The collective shouting took place during the only true performance of the evening. Drum Café provided the rhythm and a couple of drumsticks to each person in the audience. We all, (reluctantly and poorly, at first) clacked along to the beat, culminating in a huge cathartic release so raucously loud that films being shown in other auditoriums of the Lumiere Cinema had to have an enforced intermission. I wasn’t quite certain what their point was, but certainly it was good fun.

They were not the only act to try and get people out of their seats – but unfortunately the good intentions of Joon Meleze to unite the world through singing, hit a bum note. Awkwardly hugging the stranger next to me, half-heartedly bleating the cringe worthy words of their anthem did little to have a rousing effect.

A number of the speakers had personal stories to tell. We heard from a couple of Maastricht University students unhappy with the lack of inspiration in the university system – the fear of failure looming large over their studies and their frustration clearly showed. Chancing his arm, Erik ‘Hook’ Hamers was a rock-climbing amputee with a bespoke prosthetic that allowed him to conquer mountains and adversity. Don’t give up was his message.

The best speakers were those that had a genuine idea to share – like building interactive theatre spaces through innovative architecture in the middle of town squares, or finding the cross over between all three main science disciplines. 

Faten Aggad wanted to use innovative social marketing techniques to help break the glass ceiling and change society to allow more women into leadership.
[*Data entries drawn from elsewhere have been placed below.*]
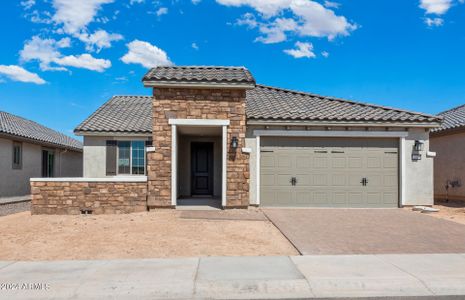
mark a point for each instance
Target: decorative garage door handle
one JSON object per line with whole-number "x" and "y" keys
{"x": 293, "y": 181}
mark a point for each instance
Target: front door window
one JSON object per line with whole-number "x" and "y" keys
{"x": 48, "y": 163}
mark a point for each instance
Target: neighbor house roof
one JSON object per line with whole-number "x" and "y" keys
{"x": 121, "y": 114}
{"x": 454, "y": 119}
{"x": 15, "y": 126}
{"x": 133, "y": 114}
{"x": 270, "y": 103}
{"x": 199, "y": 75}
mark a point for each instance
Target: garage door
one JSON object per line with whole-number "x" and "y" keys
{"x": 329, "y": 172}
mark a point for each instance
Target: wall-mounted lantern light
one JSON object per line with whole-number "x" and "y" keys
{"x": 419, "y": 145}
{"x": 234, "y": 142}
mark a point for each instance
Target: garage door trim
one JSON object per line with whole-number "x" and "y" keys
{"x": 361, "y": 134}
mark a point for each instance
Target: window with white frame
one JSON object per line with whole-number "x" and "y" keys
{"x": 131, "y": 158}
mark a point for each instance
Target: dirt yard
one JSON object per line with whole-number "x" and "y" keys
{"x": 144, "y": 235}
{"x": 453, "y": 210}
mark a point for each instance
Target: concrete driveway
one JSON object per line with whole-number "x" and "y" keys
{"x": 367, "y": 231}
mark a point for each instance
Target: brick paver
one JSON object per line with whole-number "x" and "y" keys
{"x": 367, "y": 231}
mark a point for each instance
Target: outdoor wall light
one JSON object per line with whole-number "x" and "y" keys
{"x": 419, "y": 145}
{"x": 234, "y": 142}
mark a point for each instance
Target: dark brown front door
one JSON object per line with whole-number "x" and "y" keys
{"x": 202, "y": 168}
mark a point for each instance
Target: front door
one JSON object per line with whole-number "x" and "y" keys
{"x": 202, "y": 168}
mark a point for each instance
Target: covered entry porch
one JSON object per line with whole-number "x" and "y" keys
{"x": 199, "y": 159}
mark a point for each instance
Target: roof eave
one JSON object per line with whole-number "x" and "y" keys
{"x": 38, "y": 142}
{"x": 283, "y": 122}
{"x": 112, "y": 133}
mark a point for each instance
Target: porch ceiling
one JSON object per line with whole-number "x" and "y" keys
{"x": 200, "y": 131}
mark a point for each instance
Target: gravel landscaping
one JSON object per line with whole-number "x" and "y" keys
{"x": 12, "y": 208}
{"x": 162, "y": 233}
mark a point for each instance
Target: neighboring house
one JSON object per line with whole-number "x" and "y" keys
{"x": 448, "y": 142}
{"x": 28, "y": 149}
{"x": 212, "y": 132}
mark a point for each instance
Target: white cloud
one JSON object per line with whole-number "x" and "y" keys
{"x": 301, "y": 50}
{"x": 75, "y": 15}
{"x": 330, "y": 4}
{"x": 161, "y": 11}
{"x": 84, "y": 61}
{"x": 27, "y": 4}
{"x": 437, "y": 7}
{"x": 276, "y": 32}
{"x": 46, "y": 52}
{"x": 145, "y": 54}
{"x": 432, "y": 22}
{"x": 17, "y": 73}
{"x": 99, "y": 39}
{"x": 308, "y": 19}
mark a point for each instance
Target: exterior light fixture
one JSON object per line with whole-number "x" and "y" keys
{"x": 234, "y": 142}
{"x": 419, "y": 145}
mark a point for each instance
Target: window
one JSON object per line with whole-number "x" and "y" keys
{"x": 17, "y": 155}
{"x": 131, "y": 157}
{"x": 48, "y": 163}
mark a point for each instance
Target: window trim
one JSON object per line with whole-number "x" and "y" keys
{"x": 17, "y": 166}
{"x": 130, "y": 158}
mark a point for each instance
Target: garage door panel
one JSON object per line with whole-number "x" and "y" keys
{"x": 339, "y": 180}
{"x": 267, "y": 160}
{"x": 374, "y": 162}
{"x": 355, "y": 162}
{"x": 320, "y": 162}
{"x": 339, "y": 162}
{"x": 329, "y": 174}
{"x": 268, "y": 180}
{"x": 339, "y": 198}
{"x": 319, "y": 180}
{"x": 355, "y": 198}
{"x": 284, "y": 161}
{"x": 283, "y": 179}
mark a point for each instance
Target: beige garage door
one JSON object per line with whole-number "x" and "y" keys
{"x": 329, "y": 172}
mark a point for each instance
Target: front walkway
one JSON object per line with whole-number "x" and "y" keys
{"x": 237, "y": 277}
{"x": 367, "y": 231}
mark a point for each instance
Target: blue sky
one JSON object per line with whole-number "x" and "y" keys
{"x": 61, "y": 59}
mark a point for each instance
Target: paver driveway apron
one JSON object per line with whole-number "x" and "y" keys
{"x": 367, "y": 231}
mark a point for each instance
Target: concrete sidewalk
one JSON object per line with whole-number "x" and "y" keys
{"x": 237, "y": 277}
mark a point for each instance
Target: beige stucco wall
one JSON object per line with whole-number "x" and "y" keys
{"x": 449, "y": 165}
{"x": 15, "y": 182}
{"x": 184, "y": 163}
{"x": 417, "y": 177}
{"x": 94, "y": 159}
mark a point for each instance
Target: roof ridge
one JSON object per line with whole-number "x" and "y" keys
{"x": 350, "y": 101}
{"x": 452, "y": 109}
{"x": 202, "y": 66}
{"x": 138, "y": 96}
{"x": 34, "y": 123}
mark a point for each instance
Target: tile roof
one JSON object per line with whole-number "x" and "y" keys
{"x": 200, "y": 75}
{"x": 27, "y": 129}
{"x": 122, "y": 114}
{"x": 133, "y": 114}
{"x": 269, "y": 103}
{"x": 453, "y": 119}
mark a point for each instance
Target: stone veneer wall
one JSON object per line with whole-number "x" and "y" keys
{"x": 184, "y": 103}
{"x": 69, "y": 198}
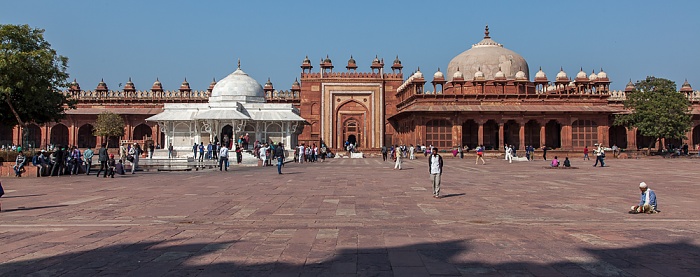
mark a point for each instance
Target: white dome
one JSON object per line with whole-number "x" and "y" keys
{"x": 581, "y": 75}
{"x": 540, "y": 74}
{"x": 499, "y": 74}
{"x": 491, "y": 57}
{"x": 602, "y": 74}
{"x": 561, "y": 75}
{"x": 593, "y": 76}
{"x": 418, "y": 75}
{"x": 237, "y": 86}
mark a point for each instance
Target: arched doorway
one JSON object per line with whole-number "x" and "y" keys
{"x": 5, "y": 134}
{"x": 34, "y": 135}
{"x": 618, "y": 136}
{"x": 552, "y": 131}
{"x": 511, "y": 133}
{"x": 491, "y": 135}
{"x": 142, "y": 132}
{"x": 227, "y": 138}
{"x": 470, "y": 134}
{"x": 351, "y": 131}
{"x": 85, "y": 136}
{"x": 59, "y": 135}
{"x": 644, "y": 141}
{"x": 438, "y": 133}
{"x": 696, "y": 137}
{"x": 532, "y": 133}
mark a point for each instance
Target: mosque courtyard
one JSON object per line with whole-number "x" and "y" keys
{"x": 357, "y": 217}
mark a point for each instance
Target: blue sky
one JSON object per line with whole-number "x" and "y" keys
{"x": 201, "y": 40}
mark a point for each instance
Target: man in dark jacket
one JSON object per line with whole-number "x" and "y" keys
{"x": 102, "y": 158}
{"x": 435, "y": 168}
{"x": 279, "y": 154}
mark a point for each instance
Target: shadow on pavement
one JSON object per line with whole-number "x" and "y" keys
{"x": 32, "y": 208}
{"x": 167, "y": 258}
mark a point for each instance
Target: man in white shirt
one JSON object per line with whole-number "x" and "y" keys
{"x": 435, "y": 167}
{"x": 223, "y": 157}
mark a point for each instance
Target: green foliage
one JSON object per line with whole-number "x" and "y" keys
{"x": 31, "y": 76}
{"x": 658, "y": 110}
{"x": 109, "y": 125}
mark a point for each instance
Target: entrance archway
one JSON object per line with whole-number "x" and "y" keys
{"x": 352, "y": 132}
{"x": 552, "y": 131}
{"x": 532, "y": 133}
{"x": 59, "y": 135}
{"x": 618, "y": 136}
{"x": 470, "y": 134}
{"x": 511, "y": 133}
{"x": 491, "y": 135}
{"x": 85, "y": 136}
{"x": 142, "y": 132}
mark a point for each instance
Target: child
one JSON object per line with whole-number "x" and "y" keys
{"x": 111, "y": 164}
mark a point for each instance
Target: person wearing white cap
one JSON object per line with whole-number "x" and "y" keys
{"x": 647, "y": 203}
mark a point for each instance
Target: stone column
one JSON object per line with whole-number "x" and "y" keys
{"x": 500, "y": 135}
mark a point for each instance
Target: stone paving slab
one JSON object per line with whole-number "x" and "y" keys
{"x": 357, "y": 217}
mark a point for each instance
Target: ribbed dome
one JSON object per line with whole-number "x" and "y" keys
{"x": 490, "y": 56}
{"x": 540, "y": 74}
{"x": 237, "y": 86}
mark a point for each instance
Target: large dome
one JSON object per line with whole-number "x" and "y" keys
{"x": 237, "y": 86}
{"x": 489, "y": 57}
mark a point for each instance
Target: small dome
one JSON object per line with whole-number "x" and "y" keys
{"x": 418, "y": 74}
{"x": 438, "y": 75}
{"x": 237, "y": 86}
{"x": 602, "y": 74}
{"x": 593, "y": 76}
{"x": 540, "y": 74}
{"x": 581, "y": 75}
{"x": 561, "y": 74}
{"x": 458, "y": 74}
{"x": 498, "y": 75}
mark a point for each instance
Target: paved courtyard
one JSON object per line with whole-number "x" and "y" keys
{"x": 357, "y": 217}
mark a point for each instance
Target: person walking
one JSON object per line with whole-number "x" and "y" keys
{"x": 102, "y": 158}
{"x": 223, "y": 157}
{"x": 397, "y": 156}
{"x": 88, "y": 154}
{"x": 384, "y": 152}
{"x": 279, "y": 154}
{"x": 480, "y": 154}
{"x": 435, "y": 168}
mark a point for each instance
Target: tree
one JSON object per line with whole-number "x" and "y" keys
{"x": 31, "y": 75}
{"x": 109, "y": 125}
{"x": 657, "y": 110}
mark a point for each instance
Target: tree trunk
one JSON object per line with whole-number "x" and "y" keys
{"x": 21, "y": 123}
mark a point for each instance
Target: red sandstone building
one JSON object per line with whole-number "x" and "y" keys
{"x": 486, "y": 98}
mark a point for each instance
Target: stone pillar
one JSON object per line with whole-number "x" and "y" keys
{"x": 481, "y": 133}
{"x": 521, "y": 136}
{"x": 500, "y": 135}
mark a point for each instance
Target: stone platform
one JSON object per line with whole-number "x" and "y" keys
{"x": 357, "y": 217}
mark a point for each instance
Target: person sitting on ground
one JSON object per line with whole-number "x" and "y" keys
{"x": 647, "y": 203}
{"x": 555, "y": 162}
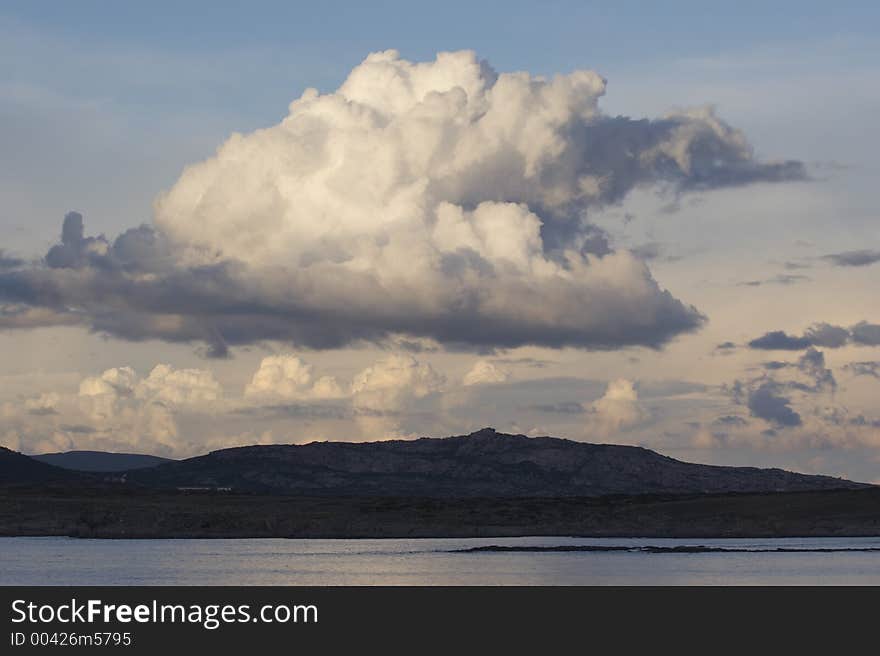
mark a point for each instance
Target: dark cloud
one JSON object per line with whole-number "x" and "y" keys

However one young woman captured the imagination of everyone, winning the contest through her simple message of prevention being the best cure. Her heartwarming transformation from a teenager imprisoned in her own body, into a self-confident healthy adult received the biggest round of applause of the evening. She highlighted the growing problem of obesity, through society’s self-destructive habits meaning that we are all eating ourselves into ill health and major issues further down the line. Proper nutrition and education, she said, can prevent people becoming ill in the first place.